Evliyânın meşhurlarından. İsmi Muhammed bin Muhammed el-Hâfız-ı Buhârî olup, Muhammed Pârisâ hazretlerinin oğludur. Künyesi Ebû Nasr, lakabı Hâfızüddîn’dir. Doğum târihi bilinmemektedir. 1460 (H.865) senesinde vefât etti. Kabri Belh şehrindedir.
Küçük yaştan îtibâren babası ve Şâh-ı Nakşibend Muhammed Behâeddîn Buhârî hazretlerinin pak huylu, temiz soylu halîfesi Muhammed Pârisâ hazretlerinin terbiyesi ve eğitimi altında yetişti.Ondan aldığı feyz, bereket ve mârifetle âlimler arasında seçkin bir yere geldi. Dînî ilimlerde ve tasavvuf ilminde çok yüksek derecede bir âlim oldu. Tasavvuf makamlarında babasının yerini tutacak kadar bir üstünlüğe kavuştu.

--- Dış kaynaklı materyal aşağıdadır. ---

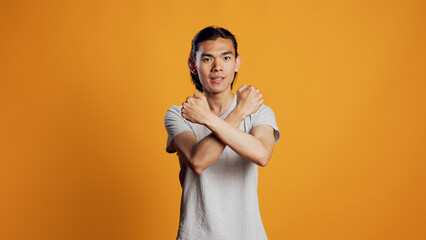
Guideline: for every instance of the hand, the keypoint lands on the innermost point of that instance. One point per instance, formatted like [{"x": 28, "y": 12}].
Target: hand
[
  {"x": 249, "y": 100},
  {"x": 196, "y": 109}
]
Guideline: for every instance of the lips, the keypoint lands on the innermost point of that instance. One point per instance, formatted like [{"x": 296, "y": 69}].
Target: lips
[{"x": 217, "y": 79}]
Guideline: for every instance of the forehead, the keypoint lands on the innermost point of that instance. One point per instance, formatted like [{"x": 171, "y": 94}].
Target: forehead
[{"x": 219, "y": 45}]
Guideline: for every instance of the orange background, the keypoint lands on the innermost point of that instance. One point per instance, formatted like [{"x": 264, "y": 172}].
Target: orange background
[{"x": 85, "y": 85}]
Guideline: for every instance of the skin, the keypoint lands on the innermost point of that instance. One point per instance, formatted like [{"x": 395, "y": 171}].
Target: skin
[{"x": 217, "y": 58}]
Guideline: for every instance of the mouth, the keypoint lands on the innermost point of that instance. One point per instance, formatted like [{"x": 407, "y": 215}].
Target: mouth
[{"x": 217, "y": 79}]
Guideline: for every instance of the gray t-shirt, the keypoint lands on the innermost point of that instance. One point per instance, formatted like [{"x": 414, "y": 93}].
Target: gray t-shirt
[{"x": 221, "y": 203}]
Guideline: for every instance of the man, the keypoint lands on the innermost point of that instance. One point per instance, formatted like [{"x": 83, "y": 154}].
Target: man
[{"x": 220, "y": 139}]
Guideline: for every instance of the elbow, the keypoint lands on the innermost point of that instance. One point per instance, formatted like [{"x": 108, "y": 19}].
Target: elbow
[{"x": 198, "y": 169}]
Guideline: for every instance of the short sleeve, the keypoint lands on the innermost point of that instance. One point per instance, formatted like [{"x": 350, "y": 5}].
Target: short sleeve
[
  {"x": 265, "y": 116},
  {"x": 175, "y": 124}
]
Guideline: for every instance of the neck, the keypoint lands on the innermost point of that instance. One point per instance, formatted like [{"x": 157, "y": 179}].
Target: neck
[{"x": 219, "y": 102}]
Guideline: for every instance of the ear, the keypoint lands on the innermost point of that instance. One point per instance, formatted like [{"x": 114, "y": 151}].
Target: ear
[
  {"x": 191, "y": 66},
  {"x": 237, "y": 63}
]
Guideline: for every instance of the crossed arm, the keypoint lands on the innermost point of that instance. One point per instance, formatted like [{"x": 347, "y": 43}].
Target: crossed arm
[{"x": 256, "y": 147}]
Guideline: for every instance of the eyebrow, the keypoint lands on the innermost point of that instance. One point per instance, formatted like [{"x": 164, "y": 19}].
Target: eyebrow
[{"x": 211, "y": 55}]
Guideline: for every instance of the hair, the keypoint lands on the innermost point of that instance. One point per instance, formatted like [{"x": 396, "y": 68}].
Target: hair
[{"x": 209, "y": 33}]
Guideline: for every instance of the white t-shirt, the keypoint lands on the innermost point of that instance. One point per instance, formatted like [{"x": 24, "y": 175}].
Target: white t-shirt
[{"x": 221, "y": 203}]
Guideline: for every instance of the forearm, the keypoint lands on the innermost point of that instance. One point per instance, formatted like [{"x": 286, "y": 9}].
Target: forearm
[
  {"x": 208, "y": 150},
  {"x": 245, "y": 144}
]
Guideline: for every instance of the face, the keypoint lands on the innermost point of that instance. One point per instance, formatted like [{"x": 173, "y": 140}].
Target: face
[{"x": 215, "y": 65}]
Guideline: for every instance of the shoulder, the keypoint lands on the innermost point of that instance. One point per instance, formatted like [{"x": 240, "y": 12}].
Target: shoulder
[{"x": 263, "y": 110}]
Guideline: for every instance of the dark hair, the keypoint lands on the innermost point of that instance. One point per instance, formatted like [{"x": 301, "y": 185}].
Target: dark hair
[{"x": 209, "y": 33}]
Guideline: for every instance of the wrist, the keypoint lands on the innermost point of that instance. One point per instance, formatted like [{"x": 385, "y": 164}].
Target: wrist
[{"x": 239, "y": 113}]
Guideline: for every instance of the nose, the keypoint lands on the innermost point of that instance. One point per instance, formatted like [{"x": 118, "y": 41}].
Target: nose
[{"x": 217, "y": 66}]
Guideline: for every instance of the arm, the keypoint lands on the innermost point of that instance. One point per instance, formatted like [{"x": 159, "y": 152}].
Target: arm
[
  {"x": 200, "y": 155},
  {"x": 257, "y": 147}
]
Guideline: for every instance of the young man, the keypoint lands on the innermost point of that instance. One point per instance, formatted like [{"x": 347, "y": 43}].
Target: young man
[{"x": 220, "y": 139}]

Bütün bu hallerine rağmen görülmemiş bir tevâzua sâhipti. İlmini ve tasavvuftaki üstün hallerini hep gizlerdi. Kendisine bir suâl sorulduğu zaman, kitâba bakalım der, kitaplara bakar sonra cevap verirdi. Kitabı eline alıp açar açmaz, sorulan suâlin cevâbı bulunan yer çıkardı. Bâzan da bir iki sayfa yakını çıkardı.
Ebû Nasr Pârisâ hazretleri pekçok talebe yetiştirdi. Bunlardan en meşhurları, Süleymân Firketî, Şeyh Abdurrahmân Niyestânî ve Şeyh Pîr Halta’dır.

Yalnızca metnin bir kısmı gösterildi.